There were been calls for police to investigate the appearance of a new paramilitary mural that has appeared in the Glenfield estate in Carrickfergus, Co Antrim in February 2015
Andrew Madden

PARAMILITARY intimidation has left more than 400 people homeless in the last year. 

Almost 20 years after the Good Friday Agreement, loyalist and republican paramilitaries continue to threaten people from their homes.

Figures show that in 2015/16, 433 people presented themselves to the Housing Executive as homeless because of paramilitary threat.

Of those, 325 cases were accepted by the housing body as being sufficiently serious enough to require permanent relocation.

And despite continued political efforts to remove paramilitary structures from Northern Ireland, loyalist and republican intimidation case have increased significantly in the last five yeas.

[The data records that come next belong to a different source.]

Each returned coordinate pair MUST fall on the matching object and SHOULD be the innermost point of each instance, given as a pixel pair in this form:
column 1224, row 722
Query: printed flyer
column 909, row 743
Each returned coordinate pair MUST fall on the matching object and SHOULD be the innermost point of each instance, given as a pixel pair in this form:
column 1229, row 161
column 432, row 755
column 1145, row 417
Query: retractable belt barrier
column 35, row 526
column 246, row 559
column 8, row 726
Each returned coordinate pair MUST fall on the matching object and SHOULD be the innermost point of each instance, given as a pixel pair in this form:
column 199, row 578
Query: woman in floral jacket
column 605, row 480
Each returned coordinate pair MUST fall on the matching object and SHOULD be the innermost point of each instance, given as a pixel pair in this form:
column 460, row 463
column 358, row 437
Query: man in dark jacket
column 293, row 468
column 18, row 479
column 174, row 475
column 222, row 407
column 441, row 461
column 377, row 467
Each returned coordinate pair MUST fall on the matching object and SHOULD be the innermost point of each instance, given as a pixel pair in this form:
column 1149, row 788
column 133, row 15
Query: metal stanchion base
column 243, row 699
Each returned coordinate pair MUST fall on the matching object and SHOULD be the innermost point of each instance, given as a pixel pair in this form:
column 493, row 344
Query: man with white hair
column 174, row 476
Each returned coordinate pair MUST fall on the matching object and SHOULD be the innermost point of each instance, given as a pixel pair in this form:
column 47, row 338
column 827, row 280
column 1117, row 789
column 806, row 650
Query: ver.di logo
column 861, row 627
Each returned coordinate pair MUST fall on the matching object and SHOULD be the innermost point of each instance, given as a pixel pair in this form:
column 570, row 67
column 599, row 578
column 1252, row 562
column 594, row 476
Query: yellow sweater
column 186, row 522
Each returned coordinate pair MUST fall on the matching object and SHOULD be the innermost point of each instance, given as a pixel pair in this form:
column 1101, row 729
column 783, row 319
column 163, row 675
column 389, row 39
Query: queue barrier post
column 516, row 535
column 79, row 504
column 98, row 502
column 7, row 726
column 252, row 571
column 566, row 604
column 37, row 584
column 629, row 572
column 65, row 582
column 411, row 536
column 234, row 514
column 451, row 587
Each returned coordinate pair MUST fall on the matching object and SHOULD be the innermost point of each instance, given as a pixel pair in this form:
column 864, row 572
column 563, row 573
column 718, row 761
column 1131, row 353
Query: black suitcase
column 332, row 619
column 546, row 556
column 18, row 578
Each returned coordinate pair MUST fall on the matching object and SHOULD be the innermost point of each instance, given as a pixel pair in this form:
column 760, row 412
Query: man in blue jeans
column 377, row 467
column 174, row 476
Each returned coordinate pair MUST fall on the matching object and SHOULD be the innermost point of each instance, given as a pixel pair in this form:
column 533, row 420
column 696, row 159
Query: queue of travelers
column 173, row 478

In 2011/12, the number of people deemed ‘full duty applicants’ – those accepted by the Housing Executive as being under genuine threat – was 212. Since then, the figure has jumped by more than 50 percent cent to 325.

Last month homeless teenager Nathan Richie died after falling from a bridge over the Westlink in Belfast.

The 19-year-old, who was originally from Bangor, had been forced out of his home because of intimidation by the UDA over drug debts.

A year ago the DUP and Sinn Féin signed the Fresh Start Agreement which included a commitment to work towards the disbandment of republican and loyalist paramilitaries.

The Green Party’s Clare Bailey said the figures showed a worrying trend that requires immediate action.

"These figures show that intimidation cause still an ongoing issue in Northern Ireland, on a range of grounds," she said.

"I would encourage anyone experiencing intimidation in any of these grounds to report to the police and housing executive to seek urgent support.”

The Department for Communities (DfC) said it is planning to invest £35 million into homelessness services this year.

The construction of 1600 units of social housing is also set to break ground in the coming months, with the aim of building 9,600 units by 2021.

In a statement, a spokesperson for the DfC, which is responsible for housing, said they are committed to tackling the issue.

"The department utterly condemns all forms of intimidation."